Microsoft founder Bill Gates arrives on Capitol Hill as Senate Majority Leader Chuck Schumer, D, N.Y., convenes a closed-door gathering of leading tech CEOs to discuss the priorities and risks of artificial intelligence and how it should be regulated, in Washington, Wednesday, Sept. 13, 2023.

A meeting of minds?

“With AI we can’t be like ostriches sticking our heads in the sand,” Schumer said, according to prepared remarks acquired by CNN. He also noted this is “a conversation never before seen in Congress.”

The push reflects policymakers’ growing awareness of how artificial intelligence, and particularly the type of generative AI popularized by tools such as ChatGPT, could potentially disrupt business and everyday life in numerous ways — ranging from increasing commercial productivity to threatening jobs, national security and intellectual property.

The high-profile guests trickled in shortly before 10 a.m., with Meta CEO Mark Zuckerberg pausing to chat with Nvidia CEO Jensen Huang outside the Senate Russell office building’s Kennedy Caucus Room. Google CEO Sundar Pichai was seen huddling with Delaware Democratic Sen. Chris Coons, while X owner Musk quickly swept by a mass of cameras with a quick wave to the crowd.
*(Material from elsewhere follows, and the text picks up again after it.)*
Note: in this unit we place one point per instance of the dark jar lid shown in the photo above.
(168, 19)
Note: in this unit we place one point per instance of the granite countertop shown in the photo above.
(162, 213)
Inside, Musk was seated at the opposite end of the room from Zuckerberg, in what is likely the first time that the two men have shared a room since they began challenging each other to a cage fight months ago.

Elon Musk, CEO of X, the company formerly known as Twitter, left, and Alex Karp, CEO of the software firm Palantir Technologies, take their seats as Senate Majority Leader Chuck Schumer, D, N.Y., convenes a closed-door gathering of leading tech CEOs to discuss the priorities and risks surrounding artificial intelligence and how it should be regulated, at the Capitol in Washington, Wednesday, Sept. 13, 2023.

The session at the US Capitol in Washington also gave the tech industry its most significant opportunity yet to influence how lawmakers design the rules that could govern AI.

Some companies, including Google, IBM, Microsoft and OpenAI, have already offered their own in-depth proposals in white papers and blog posts that describe layers of oversight, testing and transparency.

IBM’s CEO, Arvind Krishna, argued in the meeting that US policy should regulate risky uses of AI, as opposed to just the algorithms themselves.

“Regulation must account for the context in which AI is deployed,” he said, according to his prepared remarks.

Call for regulation

Executives such as OpenAI CEO Sam Altman previously wowed some senators by publicly calling for new rules early in the industry’s lifecycle, which some lawmakers see as a welcome contrast to the social media industry that has resisted regulation.